While this may benefit ARM64, I think such performance work is premature, as we haven't really started looking into ARM64 benchmarking, nor have we added ARM64 manually vectorized algorithms.
The main difference between iota auto vectorization and this one is that iota auto vectorization does not attempt to handle large ranges which would wrap counter. This makes iota auto vectorization simpler.

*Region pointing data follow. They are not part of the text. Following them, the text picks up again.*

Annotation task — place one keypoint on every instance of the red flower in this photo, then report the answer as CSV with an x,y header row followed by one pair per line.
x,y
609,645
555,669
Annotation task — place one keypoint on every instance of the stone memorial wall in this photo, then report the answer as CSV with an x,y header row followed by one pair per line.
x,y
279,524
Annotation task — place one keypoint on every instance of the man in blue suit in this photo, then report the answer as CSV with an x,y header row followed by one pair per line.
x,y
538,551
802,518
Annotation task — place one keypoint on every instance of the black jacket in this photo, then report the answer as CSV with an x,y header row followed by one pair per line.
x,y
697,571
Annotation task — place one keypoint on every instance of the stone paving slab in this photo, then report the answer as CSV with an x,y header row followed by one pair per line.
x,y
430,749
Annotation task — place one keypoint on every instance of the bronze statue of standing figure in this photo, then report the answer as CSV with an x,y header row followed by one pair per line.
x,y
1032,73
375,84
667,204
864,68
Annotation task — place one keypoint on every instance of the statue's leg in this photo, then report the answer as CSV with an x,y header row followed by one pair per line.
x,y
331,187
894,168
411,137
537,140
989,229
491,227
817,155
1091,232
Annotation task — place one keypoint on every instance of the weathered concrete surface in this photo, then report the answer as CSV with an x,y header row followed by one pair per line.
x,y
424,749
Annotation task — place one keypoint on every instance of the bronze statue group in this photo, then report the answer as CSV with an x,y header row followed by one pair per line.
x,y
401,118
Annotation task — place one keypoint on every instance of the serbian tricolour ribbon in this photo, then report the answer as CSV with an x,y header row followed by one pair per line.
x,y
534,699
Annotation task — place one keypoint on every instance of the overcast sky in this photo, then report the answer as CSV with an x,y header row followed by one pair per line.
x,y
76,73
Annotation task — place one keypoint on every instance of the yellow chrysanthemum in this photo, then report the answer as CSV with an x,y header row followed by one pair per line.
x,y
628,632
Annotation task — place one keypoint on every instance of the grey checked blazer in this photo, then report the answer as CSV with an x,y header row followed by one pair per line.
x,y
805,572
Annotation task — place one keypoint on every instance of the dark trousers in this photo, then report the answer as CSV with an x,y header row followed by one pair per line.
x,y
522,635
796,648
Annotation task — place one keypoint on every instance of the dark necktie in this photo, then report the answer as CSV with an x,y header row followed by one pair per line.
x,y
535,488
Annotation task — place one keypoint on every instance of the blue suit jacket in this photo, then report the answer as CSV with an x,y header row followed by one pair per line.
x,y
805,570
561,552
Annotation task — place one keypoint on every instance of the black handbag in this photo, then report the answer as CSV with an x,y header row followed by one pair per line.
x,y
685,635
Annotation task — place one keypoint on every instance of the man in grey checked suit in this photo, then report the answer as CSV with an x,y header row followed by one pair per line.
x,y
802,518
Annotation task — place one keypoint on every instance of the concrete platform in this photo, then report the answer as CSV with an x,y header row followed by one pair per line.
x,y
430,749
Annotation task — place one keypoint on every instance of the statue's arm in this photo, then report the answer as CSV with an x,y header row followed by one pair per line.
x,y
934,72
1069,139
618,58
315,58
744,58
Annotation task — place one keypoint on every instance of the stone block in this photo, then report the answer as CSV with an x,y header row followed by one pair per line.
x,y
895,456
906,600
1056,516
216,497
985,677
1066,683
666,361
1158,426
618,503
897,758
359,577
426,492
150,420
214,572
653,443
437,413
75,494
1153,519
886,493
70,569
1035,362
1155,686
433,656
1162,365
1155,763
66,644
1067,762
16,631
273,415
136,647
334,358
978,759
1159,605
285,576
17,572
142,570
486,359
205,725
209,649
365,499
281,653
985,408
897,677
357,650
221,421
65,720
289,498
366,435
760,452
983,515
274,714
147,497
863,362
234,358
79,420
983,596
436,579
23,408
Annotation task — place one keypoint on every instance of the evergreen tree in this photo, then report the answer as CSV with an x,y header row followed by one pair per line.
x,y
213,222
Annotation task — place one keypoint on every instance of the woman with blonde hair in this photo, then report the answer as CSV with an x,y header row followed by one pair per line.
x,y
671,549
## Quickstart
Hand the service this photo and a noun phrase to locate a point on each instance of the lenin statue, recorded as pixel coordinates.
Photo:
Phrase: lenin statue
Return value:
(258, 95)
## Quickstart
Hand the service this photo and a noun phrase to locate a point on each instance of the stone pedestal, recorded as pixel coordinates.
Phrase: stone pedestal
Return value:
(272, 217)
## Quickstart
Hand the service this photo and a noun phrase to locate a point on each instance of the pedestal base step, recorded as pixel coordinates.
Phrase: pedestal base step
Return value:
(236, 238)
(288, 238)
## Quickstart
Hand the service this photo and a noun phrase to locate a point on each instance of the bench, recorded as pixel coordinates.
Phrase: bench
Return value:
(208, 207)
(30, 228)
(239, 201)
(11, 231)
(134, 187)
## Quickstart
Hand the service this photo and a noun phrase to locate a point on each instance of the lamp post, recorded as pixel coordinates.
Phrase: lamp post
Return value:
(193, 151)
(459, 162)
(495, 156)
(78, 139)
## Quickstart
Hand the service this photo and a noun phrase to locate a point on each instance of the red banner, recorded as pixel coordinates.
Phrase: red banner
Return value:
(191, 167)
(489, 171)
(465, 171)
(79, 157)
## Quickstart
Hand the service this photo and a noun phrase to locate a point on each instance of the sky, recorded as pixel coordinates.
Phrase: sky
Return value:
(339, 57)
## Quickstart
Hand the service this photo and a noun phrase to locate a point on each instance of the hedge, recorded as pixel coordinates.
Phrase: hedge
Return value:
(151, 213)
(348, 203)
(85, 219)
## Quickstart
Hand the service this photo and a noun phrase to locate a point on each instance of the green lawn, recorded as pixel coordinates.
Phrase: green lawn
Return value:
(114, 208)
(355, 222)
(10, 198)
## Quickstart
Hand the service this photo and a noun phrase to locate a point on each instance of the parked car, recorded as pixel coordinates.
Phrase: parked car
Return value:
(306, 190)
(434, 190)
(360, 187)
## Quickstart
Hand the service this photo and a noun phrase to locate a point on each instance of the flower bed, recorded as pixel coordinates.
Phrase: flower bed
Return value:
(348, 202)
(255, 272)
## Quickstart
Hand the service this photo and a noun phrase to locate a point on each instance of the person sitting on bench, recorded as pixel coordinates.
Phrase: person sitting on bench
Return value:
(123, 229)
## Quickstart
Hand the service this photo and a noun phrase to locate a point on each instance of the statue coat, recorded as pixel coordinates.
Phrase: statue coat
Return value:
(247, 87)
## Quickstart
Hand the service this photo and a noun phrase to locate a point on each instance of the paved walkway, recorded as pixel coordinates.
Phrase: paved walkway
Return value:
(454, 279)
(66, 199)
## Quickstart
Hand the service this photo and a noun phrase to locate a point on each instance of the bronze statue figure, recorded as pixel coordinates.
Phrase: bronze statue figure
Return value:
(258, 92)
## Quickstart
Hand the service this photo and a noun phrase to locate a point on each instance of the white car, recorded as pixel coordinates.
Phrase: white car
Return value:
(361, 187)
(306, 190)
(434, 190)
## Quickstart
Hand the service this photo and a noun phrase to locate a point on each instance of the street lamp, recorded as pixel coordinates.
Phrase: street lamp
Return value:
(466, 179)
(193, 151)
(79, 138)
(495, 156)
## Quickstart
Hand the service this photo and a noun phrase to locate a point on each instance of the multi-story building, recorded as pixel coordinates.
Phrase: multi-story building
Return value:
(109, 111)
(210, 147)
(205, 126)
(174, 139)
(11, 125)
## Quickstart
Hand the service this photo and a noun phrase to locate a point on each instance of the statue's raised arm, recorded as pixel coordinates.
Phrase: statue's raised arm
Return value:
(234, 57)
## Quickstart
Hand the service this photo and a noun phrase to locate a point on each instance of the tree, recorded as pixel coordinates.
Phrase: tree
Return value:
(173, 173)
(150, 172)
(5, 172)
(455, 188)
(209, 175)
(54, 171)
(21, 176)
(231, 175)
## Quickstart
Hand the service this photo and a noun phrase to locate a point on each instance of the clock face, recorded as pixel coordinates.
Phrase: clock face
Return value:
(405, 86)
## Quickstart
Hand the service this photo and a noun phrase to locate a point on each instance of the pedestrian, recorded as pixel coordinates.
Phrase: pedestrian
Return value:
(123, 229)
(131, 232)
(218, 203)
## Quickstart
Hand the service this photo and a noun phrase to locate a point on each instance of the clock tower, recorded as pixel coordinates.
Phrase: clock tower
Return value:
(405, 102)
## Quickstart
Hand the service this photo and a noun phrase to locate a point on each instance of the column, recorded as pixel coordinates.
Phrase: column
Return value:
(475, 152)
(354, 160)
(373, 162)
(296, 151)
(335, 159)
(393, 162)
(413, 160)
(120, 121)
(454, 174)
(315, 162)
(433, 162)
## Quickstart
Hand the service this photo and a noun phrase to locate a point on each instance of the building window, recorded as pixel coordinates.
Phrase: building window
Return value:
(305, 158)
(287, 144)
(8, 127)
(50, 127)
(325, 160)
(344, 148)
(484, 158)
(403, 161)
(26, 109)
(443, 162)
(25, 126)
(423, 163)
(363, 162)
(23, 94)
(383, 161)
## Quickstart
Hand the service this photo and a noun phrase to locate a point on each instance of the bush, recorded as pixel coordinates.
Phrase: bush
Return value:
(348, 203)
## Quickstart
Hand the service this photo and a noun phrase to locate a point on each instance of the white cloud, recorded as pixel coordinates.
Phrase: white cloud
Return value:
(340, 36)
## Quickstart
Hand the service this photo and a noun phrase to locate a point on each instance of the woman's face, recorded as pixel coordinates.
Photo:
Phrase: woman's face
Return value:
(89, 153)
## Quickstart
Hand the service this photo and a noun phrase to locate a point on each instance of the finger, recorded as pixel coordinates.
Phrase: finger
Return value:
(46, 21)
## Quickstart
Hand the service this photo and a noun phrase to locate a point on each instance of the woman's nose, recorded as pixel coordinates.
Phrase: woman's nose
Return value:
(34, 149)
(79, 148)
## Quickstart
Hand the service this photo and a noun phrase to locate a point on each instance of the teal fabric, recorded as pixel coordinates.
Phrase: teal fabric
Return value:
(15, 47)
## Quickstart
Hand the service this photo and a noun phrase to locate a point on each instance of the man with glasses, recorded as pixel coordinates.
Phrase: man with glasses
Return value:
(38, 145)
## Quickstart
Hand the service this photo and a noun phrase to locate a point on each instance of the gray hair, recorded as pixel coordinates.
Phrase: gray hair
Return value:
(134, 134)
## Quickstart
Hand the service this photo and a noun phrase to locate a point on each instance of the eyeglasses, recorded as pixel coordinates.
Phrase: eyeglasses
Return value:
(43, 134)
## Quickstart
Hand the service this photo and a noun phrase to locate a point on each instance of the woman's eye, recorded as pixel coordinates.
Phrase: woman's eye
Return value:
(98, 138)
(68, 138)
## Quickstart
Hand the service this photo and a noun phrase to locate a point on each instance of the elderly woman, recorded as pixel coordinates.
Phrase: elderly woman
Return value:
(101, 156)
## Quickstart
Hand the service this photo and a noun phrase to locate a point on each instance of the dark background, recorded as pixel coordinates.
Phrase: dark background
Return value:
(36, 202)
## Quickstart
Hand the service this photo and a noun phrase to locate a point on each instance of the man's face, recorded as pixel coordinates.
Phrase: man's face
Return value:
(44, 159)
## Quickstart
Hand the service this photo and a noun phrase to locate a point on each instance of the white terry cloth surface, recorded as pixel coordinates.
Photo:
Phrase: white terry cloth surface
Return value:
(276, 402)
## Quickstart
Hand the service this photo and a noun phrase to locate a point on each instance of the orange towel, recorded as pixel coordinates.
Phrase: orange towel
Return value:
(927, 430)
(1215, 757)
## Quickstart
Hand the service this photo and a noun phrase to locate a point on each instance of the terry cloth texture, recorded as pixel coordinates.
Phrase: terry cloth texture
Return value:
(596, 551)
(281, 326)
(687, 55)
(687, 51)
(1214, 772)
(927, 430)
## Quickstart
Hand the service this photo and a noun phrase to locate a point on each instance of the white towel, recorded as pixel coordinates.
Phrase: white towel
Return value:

I don't think iota should handle large ranges, because it is squirely to wrap counter (and UB for signed counter). Also it is not very efficient to use large iota arrays instead of iota_view.
In contrast, counting large number of small elements is equally reasonable as counting small numbers of them.
We talked about this at the weekly maintainer meeting and decided not to merge this, for the reasons that I previously explained. Thanks again for looking into this.